Namun demikian, diharapkan orang yang berpuasa sebagiannya di bulan Syawwāl dan belum menyempurnakannya karena udzur tertentu, ia tetap mendapat pahala dan keutamaannya.

Syaikh Ibn Bāz berkata, “Tidak disyariatkan meng-qadhā-nya (menggantinya) setelah habisnya bulan Syawwal, karena ia adalah ibadah sunnah yang telah terlewatkan waktunya, baik ditinggalkan karena udzur maupun tanpa udzur.”
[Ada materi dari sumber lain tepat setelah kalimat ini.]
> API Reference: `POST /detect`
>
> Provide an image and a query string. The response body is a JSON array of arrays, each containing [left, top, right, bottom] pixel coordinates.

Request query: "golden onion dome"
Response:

Tentang wanita yang berpuasa empat hari di bulan Syawwal, dan belum sempurna puasanya karena kondisi-kondisi tertentu, beliau juga menyatakan, “Puasa enam hari Syawwal adalah ibadah sunnah, bukan wajib. Engkau mendapatkan pahala dari puasamu terhadap sebagian dari hari-hari tersebut. Diharapkan engkau mendapatkan pahalanya secara sempurna, jika penghalang dari pelaksanaannya secara utuh adalah karena udzur syar`i. Nabi SAW bersabda, 


إذا مرض العبد أو سافر كتب الله له ما كان يعمل مقيماً صحيحاً


“Jika seorang hamba sakit atau dalam kondisi musafir, Allah mencatat baginya apa yang biasanya ia amalkan pada kondisi sehat dan bermukim.” Hadits ini diriwayatkan oleh al-Bukhariy dalam Shahih-nya. Engkau tidak harus meng-qadhā (mengganti) apa yang terlewatkan darinya. Wallāhul-muwaffiq. Selesai kutipan dari Majmū` Fatāwā al-Syaykh Ibn Bāz (XV/389, 395). 


Kesimpulan: 


Terkait pelaksanaan puasa enam hari di luar bulan Syawwāl, sekelompok ulama berpendapat untuk (tetap dianjurkan) berpuasa seperti halnya pelaksanaannya pada bulan Syawwāl. Namun, sebagian mereka menyatakan bahwa keutamaannya masih di bawah puasa enam hari Syawwāl. Ada juga yang mengharapkan (kesempurnaan) pahalanya bagi orang yang tidak dapat menyempurnakan puasa Syawwāl karena adanya udzur. 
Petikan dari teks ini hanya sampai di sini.